Durante a primeira exibição teatral de Alfred Hitchcock 's 'Psicose', o público teria gritado para a tela, alertando Lila Crane para não se esconder em uma adega de frutas onde seu destino supostamente esperava. Momentos de ir ao cinema como esse naturalmente excitam qualquer cinéfilo que se preze, mas o que me excita ainda mais é quando eles acontecem comigo. Eu nunca vou esquecer de gritar com Igor ( Jeremy Renier ) para deixar Roger ( Olivier Gourmet ) durante a sequência climática de Jean Pierre e Luc Dardenne obra-prima de 1996, “La Promesse”. Foi nesse exato momento que percebi que os irmãos Dardenne eram os mestres modernos do suspense. A dupla de cineastas belgas ganhou aclamação mundial, para não mencionar dois prêmios Palme d'Or no Festival de Cinema de Cannes, por suas obras surpreendentemente autênticas de cinema social realista. Filmes como “ Roseta ,” “ O garoto com uma bicicleta ' e ' Dois dias, uma noite ” são agonizantemente cheios de suspense, principalmente porque estamos tão envolvidos nas minúcias da vida dos personagens. No último filme dos Dardennes, “ A Garota Desconhecida ” Adele Haenel estrela como Jenny, uma médica que não atende as ligações de uma garota batendo em sua porta. Quando a garota acaba morta, Jenny fica obcecada em resolver o mistério de seu assassinato.
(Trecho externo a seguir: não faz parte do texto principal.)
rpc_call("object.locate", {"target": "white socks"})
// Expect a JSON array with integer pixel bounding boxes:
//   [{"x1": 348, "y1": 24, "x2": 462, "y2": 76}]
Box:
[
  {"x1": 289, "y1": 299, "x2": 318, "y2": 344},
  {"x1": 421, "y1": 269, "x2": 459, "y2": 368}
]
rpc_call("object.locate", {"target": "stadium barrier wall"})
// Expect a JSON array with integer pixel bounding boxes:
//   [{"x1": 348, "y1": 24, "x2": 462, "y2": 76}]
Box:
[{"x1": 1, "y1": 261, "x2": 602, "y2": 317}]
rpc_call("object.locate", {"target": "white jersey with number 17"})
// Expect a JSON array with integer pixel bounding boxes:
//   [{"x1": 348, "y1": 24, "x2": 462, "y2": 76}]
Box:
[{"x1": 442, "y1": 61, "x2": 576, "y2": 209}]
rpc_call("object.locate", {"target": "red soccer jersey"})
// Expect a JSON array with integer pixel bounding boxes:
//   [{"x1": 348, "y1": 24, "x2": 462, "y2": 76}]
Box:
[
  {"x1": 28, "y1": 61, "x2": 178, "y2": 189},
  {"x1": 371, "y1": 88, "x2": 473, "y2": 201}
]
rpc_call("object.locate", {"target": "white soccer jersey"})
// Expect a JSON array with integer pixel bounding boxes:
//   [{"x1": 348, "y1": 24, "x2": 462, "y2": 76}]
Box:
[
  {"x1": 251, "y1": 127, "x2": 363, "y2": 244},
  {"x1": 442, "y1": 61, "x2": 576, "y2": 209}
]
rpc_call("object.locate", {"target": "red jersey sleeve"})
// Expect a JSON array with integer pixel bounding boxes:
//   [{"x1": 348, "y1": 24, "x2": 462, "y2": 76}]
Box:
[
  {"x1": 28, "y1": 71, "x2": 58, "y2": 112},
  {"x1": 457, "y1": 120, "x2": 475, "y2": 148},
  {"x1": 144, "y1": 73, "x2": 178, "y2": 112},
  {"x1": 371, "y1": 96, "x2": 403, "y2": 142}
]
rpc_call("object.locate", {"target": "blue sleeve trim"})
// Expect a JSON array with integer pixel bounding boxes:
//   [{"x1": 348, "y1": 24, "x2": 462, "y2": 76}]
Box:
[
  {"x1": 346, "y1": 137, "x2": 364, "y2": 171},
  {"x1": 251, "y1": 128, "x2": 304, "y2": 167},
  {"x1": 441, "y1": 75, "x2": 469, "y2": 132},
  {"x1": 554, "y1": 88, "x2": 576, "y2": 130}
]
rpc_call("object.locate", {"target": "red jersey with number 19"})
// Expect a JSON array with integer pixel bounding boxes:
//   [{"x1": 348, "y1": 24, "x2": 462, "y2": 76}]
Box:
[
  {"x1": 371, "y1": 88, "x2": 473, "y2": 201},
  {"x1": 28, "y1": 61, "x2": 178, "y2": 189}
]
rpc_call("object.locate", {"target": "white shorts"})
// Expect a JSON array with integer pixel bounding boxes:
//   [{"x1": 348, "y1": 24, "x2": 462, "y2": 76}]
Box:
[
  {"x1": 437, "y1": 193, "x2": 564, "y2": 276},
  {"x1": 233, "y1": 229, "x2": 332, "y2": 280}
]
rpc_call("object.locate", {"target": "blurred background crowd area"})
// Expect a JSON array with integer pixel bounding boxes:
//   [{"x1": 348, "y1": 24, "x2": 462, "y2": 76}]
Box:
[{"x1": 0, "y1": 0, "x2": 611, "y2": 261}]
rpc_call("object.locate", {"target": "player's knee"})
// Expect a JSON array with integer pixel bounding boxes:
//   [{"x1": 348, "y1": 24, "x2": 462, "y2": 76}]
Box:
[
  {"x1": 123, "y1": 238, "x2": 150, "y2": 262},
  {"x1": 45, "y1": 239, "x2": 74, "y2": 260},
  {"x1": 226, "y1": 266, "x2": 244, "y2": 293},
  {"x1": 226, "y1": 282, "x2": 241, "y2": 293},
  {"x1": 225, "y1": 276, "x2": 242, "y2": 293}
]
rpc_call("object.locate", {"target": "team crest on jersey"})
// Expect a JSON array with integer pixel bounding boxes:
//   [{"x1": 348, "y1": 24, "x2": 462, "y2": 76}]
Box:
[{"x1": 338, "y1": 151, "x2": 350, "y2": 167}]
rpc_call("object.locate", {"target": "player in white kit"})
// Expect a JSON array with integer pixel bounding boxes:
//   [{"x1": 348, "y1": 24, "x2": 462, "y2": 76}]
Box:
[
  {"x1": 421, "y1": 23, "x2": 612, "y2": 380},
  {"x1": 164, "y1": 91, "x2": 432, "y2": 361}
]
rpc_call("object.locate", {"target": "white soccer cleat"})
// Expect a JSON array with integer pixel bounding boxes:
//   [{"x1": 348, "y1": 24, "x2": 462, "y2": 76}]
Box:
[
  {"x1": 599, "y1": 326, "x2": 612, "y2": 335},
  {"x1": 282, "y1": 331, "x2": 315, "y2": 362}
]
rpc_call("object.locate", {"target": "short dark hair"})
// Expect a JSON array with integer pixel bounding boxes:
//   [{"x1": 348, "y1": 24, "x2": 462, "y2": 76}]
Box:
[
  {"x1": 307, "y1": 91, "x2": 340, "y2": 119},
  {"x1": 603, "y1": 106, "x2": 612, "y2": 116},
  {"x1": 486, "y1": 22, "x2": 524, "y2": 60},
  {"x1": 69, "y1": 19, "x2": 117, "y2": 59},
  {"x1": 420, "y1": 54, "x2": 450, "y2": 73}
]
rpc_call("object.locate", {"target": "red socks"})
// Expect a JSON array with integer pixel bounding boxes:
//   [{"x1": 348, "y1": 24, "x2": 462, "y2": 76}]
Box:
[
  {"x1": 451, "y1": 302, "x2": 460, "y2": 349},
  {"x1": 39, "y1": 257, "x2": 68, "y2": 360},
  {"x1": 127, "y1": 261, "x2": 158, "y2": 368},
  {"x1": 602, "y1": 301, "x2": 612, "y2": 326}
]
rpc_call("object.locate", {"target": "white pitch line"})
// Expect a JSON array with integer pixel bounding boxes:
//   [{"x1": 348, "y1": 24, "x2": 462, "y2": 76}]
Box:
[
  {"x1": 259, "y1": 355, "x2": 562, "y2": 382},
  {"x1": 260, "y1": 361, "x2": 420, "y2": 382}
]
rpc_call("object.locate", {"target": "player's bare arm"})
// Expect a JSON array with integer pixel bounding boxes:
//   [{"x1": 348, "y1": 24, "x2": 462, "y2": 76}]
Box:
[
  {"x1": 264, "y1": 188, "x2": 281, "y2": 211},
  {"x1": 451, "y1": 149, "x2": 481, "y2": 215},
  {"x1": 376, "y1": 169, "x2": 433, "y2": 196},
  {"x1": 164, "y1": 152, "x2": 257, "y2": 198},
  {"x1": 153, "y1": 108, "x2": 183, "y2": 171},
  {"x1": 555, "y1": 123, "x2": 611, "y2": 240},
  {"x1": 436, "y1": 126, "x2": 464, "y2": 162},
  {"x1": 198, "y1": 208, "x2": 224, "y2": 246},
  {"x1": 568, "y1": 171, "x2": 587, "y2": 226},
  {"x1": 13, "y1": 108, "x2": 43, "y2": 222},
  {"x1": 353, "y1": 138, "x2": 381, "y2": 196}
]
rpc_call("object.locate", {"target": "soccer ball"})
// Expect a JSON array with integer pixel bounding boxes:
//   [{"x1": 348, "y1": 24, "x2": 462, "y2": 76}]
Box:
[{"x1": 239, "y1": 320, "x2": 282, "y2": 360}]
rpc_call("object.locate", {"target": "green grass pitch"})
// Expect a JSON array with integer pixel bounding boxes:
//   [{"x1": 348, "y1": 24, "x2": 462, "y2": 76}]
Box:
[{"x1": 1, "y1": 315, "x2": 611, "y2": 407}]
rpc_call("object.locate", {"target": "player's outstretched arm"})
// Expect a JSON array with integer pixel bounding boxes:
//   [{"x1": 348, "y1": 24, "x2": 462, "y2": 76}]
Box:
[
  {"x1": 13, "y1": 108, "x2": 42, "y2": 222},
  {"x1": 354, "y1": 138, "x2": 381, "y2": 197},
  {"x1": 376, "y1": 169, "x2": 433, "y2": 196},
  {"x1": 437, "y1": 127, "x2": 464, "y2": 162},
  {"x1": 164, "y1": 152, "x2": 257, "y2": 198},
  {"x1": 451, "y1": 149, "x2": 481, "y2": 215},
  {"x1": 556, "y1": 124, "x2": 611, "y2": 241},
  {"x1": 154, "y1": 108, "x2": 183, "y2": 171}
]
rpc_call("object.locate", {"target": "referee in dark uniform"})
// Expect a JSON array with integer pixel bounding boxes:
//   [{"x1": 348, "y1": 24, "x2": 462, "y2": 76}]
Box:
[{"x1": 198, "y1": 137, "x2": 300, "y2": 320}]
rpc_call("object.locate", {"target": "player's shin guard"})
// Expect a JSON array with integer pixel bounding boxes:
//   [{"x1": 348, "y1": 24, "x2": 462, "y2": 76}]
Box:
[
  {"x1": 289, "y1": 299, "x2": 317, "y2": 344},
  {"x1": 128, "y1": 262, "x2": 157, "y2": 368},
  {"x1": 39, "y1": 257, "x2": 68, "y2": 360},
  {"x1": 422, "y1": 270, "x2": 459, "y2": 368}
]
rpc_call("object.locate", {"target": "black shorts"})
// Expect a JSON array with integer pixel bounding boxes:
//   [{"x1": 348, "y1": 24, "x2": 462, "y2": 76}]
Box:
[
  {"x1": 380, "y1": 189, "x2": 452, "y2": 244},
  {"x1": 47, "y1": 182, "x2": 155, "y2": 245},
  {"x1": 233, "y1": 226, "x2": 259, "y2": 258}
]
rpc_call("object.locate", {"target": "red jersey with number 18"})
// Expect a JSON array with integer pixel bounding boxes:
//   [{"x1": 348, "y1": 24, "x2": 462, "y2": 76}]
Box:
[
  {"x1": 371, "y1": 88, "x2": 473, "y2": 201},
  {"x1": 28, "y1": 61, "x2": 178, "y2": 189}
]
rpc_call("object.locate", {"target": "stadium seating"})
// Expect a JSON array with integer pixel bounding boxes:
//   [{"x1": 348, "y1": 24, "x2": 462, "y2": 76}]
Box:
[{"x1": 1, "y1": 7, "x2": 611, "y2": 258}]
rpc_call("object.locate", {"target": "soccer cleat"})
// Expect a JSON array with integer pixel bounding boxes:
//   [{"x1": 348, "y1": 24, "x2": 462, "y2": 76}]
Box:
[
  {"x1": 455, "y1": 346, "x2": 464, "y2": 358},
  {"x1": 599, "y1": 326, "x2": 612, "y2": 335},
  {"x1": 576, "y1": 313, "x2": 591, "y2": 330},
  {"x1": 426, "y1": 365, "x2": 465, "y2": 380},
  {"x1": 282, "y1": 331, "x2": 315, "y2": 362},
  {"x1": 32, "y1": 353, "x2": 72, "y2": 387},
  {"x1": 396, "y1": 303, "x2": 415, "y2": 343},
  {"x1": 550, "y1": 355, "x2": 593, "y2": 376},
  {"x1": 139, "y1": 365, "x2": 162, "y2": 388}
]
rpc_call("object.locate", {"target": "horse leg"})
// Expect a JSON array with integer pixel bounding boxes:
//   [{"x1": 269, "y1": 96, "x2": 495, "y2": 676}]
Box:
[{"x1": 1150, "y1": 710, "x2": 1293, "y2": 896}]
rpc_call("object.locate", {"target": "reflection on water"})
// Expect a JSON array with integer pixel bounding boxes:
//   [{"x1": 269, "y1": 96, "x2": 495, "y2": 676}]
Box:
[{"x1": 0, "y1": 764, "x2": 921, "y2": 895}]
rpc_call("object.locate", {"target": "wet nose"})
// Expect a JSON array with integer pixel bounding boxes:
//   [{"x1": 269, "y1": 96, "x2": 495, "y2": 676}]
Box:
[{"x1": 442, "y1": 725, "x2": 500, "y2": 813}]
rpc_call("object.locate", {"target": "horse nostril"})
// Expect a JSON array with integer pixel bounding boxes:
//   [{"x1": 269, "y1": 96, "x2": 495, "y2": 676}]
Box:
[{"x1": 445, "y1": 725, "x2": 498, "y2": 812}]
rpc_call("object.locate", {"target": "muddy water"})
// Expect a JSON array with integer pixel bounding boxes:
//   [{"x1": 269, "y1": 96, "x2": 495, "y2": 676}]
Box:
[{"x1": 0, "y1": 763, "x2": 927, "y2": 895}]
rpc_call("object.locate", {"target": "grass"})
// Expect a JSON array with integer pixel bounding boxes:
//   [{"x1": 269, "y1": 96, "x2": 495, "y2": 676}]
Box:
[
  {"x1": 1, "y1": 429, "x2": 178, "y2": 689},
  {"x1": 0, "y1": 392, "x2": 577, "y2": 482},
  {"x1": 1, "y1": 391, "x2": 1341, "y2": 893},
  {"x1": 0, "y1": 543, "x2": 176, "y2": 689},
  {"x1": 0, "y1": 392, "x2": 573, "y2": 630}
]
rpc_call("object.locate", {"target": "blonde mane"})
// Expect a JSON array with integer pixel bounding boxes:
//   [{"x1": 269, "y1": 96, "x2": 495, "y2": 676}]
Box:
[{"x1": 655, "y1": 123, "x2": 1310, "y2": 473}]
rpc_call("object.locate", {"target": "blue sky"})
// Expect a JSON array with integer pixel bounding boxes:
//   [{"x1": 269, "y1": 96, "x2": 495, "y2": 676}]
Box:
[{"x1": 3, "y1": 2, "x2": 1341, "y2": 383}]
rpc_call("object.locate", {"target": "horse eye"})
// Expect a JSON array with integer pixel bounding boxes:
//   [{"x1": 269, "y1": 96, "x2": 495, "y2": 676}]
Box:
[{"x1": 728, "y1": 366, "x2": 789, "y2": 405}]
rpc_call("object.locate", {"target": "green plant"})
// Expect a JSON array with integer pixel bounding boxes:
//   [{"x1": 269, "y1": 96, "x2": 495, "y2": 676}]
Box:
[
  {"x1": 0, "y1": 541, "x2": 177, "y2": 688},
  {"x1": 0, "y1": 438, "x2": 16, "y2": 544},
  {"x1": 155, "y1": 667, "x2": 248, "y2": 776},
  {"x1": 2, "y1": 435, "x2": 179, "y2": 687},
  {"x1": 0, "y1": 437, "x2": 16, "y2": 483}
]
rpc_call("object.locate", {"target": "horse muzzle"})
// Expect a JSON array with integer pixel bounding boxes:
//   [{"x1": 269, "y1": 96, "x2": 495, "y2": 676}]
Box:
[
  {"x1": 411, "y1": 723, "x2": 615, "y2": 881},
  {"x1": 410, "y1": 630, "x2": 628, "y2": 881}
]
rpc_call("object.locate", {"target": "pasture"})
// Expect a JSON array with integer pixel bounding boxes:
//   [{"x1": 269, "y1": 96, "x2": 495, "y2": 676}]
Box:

No Festival Internacional de Cinema de Toronto do ano passado, os irmãos Dardenne falaram com RogerEbert.com através de um intérprete sobre sua abordagem para criar suspense, seu amor por Kieślowski e a influência de documentários em seu cinema narrativo.



O que te atrai em retratar mulheres como portadoras de verdades inconvenientes, como Jenny em “A Garota Desconhecida” ou Sandra em “Dois Dias, Uma Noite”?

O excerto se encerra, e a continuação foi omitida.